Check for unused keyword arguments
That is probably the topic for a separate issue, but I think the main ctors for SemSpecification, SemObserved and Sem that do all of the actual construction work should get the essential inputs as positional arguments (that is also important for type-dependent dispatch) and don't do keyword arguments passthrough.
Then it might be possible to have a simple single ctor-like function for Sem() that internally creates all 3 objects like it does now, but with more constrained set of keywords.
Also, explicitly creating SemSpecification, SemObserved and explicitly passing them to Sem might in the end be not so much more complex for the user.
The real design problem with that approach is that SemSpec and SemObserved are independent objects, but they are constrained to have the same set and same order of observed variables.
Maybe it is possible to utilize ScopedValues from 1.11, so that the user explicitly calls Sem(SemSpec(...; kwargs1...), SemObserved(...; kwargs2); kwargs3...), but the observed variables order is implicitly passed to SemSpec() and SemObserved() via ScopedValues.
Or maybe something like
@Sem(data, SemObserved(...), SemSpecification(...), ...)
where the macro generates the code that first calls SemObserved(data, ....), then extracts variable order out of it and passes it to SemSpec(vars, ...), then calls Sem(obs, spec, ....) ctor.
Originally posted by @alyst in https://github.com/StructuralEquationModels/StructuralEquationModels.jl/pull/228#discussion_r1894408056
One other way to solve this is to support implied, observed etc to be anonymous functions, i.e..

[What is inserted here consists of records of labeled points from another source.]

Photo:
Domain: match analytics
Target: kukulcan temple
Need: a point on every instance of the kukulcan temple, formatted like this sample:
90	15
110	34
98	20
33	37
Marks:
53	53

Sem(dataframe, @StanGraph(...), observed = SemObservedMissing, specification = (def, obs_vars) -> RAMMatrices(def, observed_vars = obs_vars, meanstructure = false), implied = spec -> RAMSymbolic(spec, sparse_S = true), loss = SemML)
Also, currently Sem does not support regularization, it could be supported with something like
Sem(..., S_regularization = SemRidge => 0.1, A_regularization = SemLasso => 1.0, M_regularization = ...)
But this 1-line way of creating SEM models should probably be limited to simple single group/non-ensemble problems, otherwise both package code and the user-side constructs can quickly become too complicated.
For more complex cases the user will have to explicitly create SemSpecification(), SemObserved(), SemImply(), and pass them to Sem(...).
Also, while the first example is 1-line Sem() call, the code is longer than just calling
Sem(SemML(SemObservedMissing(dataframe), RAMSymbolic(RAMMatrices(@StanGraph(...), meanstructure = false), sparse_S = true)))
so the only cases that are really simplified are the ones where the users relies on the default values (Sem(dataframe, @StanGraph(...))).